Durante milénios, em todo o mundo, várias tribos religiosas foram informadas de que eram Povo Escolhido® do Único Deus Verdadeiro® sob o ataque do resto do mundo maléfico. É por isso que até hoje se opõem à ciência, à sátira, ao pensamento crítico, à arte, à história – qualquer tipo de pensamento livre que ameace as suas preciosas crenças. Querem que o universo seja minúsculo e simples e se sintam todos seguros sob o controlo de um pai autoritário. Essa visão do mundo desajeitada, primitiva, infantil é que está sob ataque. Essa ilusão confortável é que é posta em causa pelo peso absoluto do nosso incrível, belo, terrível, espantosamente vasto e maravilhoso universo.

Que diria aos nossos leitores para excitar a sua curiosidade de lerem o livro?

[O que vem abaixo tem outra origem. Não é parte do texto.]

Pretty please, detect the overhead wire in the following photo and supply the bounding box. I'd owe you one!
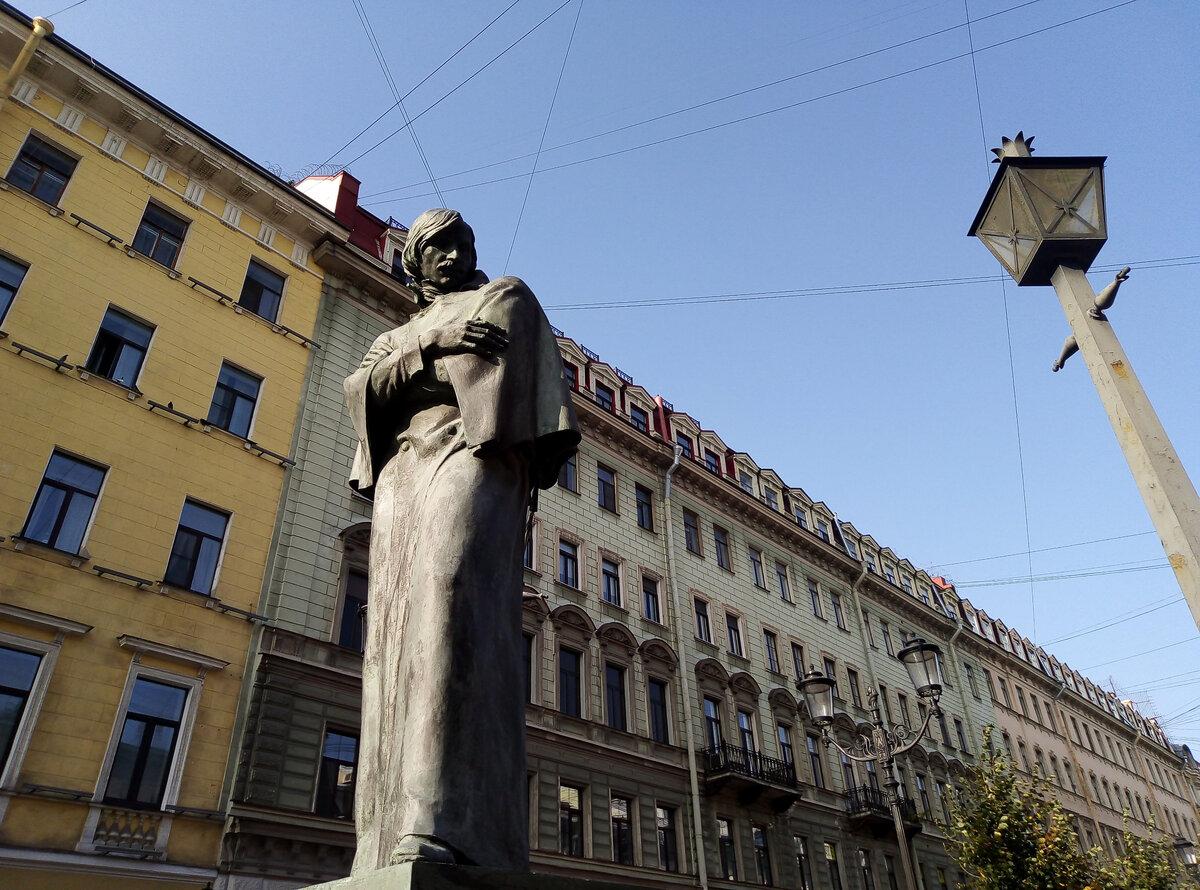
[342,0,573,172]
[319,0,521,167]
[350,0,446,204]
[504,0,583,275]
[362,0,1044,199]
[349,0,1139,206]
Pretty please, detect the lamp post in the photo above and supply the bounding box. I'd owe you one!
[967,133,1200,626]
[796,637,942,890]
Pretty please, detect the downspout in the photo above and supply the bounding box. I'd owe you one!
[662,445,708,890]
[0,16,54,103]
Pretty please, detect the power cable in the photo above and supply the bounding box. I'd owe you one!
[535,254,1200,314]
[504,0,583,275]
[352,0,446,205]
[350,0,1139,206]
[362,0,1043,199]
[319,0,521,167]
[342,0,573,172]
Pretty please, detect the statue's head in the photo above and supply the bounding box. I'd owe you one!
[401,208,475,299]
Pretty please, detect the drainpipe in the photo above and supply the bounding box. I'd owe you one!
[0,16,54,102]
[662,445,708,890]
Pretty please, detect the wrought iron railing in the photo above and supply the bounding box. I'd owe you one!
[701,744,796,788]
[846,784,917,822]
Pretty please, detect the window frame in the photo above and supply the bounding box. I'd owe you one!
[18,447,112,559]
[5,130,82,208]
[128,198,193,271]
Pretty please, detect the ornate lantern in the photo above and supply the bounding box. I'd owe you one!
[967,133,1108,285]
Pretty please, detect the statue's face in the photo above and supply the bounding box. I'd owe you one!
[421,223,475,294]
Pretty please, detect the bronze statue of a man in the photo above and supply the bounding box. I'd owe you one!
[346,209,580,876]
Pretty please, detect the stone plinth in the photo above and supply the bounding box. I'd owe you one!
[308,862,632,890]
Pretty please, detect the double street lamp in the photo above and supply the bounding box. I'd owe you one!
[796,637,942,890]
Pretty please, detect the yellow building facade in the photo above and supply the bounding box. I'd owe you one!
[0,6,348,889]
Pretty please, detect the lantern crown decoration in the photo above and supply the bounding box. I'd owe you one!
[967,132,1108,285]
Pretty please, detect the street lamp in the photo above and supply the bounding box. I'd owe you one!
[967,133,1200,626]
[796,637,942,890]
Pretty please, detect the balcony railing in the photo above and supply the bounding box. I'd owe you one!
[846,784,918,823]
[701,744,796,788]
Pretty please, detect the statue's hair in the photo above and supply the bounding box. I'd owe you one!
[401,208,475,296]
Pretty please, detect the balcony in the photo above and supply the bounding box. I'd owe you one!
[700,744,800,812]
[845,784,920,837]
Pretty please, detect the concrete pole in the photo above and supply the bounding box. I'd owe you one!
[1050,266,1200,627]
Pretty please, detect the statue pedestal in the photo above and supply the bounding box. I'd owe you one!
[308,862,631,890]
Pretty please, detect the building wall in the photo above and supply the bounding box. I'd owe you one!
[0,11,338,888]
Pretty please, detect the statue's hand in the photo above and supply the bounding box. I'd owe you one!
[421,318,509,359]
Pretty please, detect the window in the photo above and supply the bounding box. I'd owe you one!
[822,659,841,698]
[642,575,662,624]
[162,500,229,595]
[824,843,841,890]
[716,818,738,880]
[313,729,359,819]
[654,806,679,872]
[558,784,583,856]
[84,306,154,389]
[808,578,822,618]
[858,847,875,890]
[725,612,744,656]
[558,648,583,717]
[775,723,796,770]
[558,455,580,492]
[692,600,713,643]
[20,451,104,553]
[238,260,284,321]
[0,647,42,772]
[748,547,767,590]
[596,464,617,512]
[750,825,774,886]
[596,383,617,411]
[954,717,971,753]
[337,569,367,653]
[0,253,29,321]
[775,560,792,602]
[604,665,628,732]
[608,798,634,865]
[558,537,580,589]
[805,735,824,788]
[846,668,863,708]
[104,676,187,808]
[762,631,779,674]
[131,203,187,269]
[838,751,857,792]
[646,678,671,744]
[205,362,263,439]
[634,486,654,531]
[829,591,846,630]
[8,136,78,205]
[792,835,816,890]
[683,510,700,553]
[600,557,620,606]
[704,449,721,476]
[713,525,733,571]
[704,696,725,748]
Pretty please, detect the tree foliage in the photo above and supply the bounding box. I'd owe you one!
[948,727,1194,890]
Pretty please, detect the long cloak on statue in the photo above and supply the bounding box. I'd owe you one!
[346,273,580,874]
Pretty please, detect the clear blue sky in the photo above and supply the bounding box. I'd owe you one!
[37,0,1200,752]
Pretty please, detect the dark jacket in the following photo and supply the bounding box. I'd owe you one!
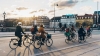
[15,26,25,36]
[78,28,86,36]
[31,27,38,34]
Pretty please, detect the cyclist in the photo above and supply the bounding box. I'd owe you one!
[31,25,38,41]
[38,25,48,45]
[71,26,76,37]
[15,22,25,47]
[87,26,91,36]
[65,28,71,41]
[78,26,86,40]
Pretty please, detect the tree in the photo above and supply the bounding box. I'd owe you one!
[64,24,67,28]
[82,22,87,27]
[59,23,62,28]
[76,22,81,27]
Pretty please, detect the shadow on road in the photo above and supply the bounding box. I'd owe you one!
[23,46,32,56]
[7,49,16,56]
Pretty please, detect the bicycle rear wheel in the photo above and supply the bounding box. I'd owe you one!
[34,40,42,49]
[46,39,53,47]
[23,38,31,47]
[72,34,77,42]
[9,39,18,49]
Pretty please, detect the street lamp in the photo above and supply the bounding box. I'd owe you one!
[3,12,6,26]
[97,1,99,24]
[54,3,58,33]
[54,3,55,33]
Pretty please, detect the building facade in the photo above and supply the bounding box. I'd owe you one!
[34,16,50,28]
[61,14,77,27]
[76,14,93,27]
[50,16,61,28]
[93,11,100,24]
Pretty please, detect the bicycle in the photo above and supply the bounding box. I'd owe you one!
[78,35,86,43]
[34,34,53,49]
[86,32,92,38]
[9,34,30,49]
[65,33,77,43]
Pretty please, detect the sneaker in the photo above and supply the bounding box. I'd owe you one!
[13,43,18,45]
[41,43,44,45]
[19,45,22,47]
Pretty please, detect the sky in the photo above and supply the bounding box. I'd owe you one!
[0,0,100,20]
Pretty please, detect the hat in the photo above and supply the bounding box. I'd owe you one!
[17,22,22,25]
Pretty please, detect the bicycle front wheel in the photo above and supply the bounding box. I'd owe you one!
[34,40,42,49]
[9,39,18,49]
[23,38,31,47]
[46,39,53,47]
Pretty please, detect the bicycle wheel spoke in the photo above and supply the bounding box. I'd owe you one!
[46,39,53,47]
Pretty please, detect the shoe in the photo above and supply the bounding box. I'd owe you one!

Nailed simplesmente mostra dez formas pelas quais a história que sempre foi contada sobre Jesus não passa no teste da realidade. É uma leitura fácil, divertida, informativa e uma boa introdução aos sérios argumentos da teoria do mito de Jesus. Se tem um amigo ou parente que acha que sabe o que Jesus pretende da sua vida, este livro vai dar-lhe algumas ferramentas úteis que o ajudarão a questionar essa certeza!

2 comentários:

  1. A DÚVIDA É A MAIOR DE TODAS AS FERRAMENTAS PARA SE QUESTIONAR O INDECIFRÁVEL. SOU CRISTÃO POR HERANÇA MAS SEMPRE ME POSICIONEI NO SENTIDO DA NÃO EXISTÊNCIA DESTE SER "IDEAL" E MARAVILHOSO CHAMADO JESUS CRISTO. SOU EXTREMAMENTE CÉTICO A RESPEITO DAS COISAS DO SER ENQUANTO SER.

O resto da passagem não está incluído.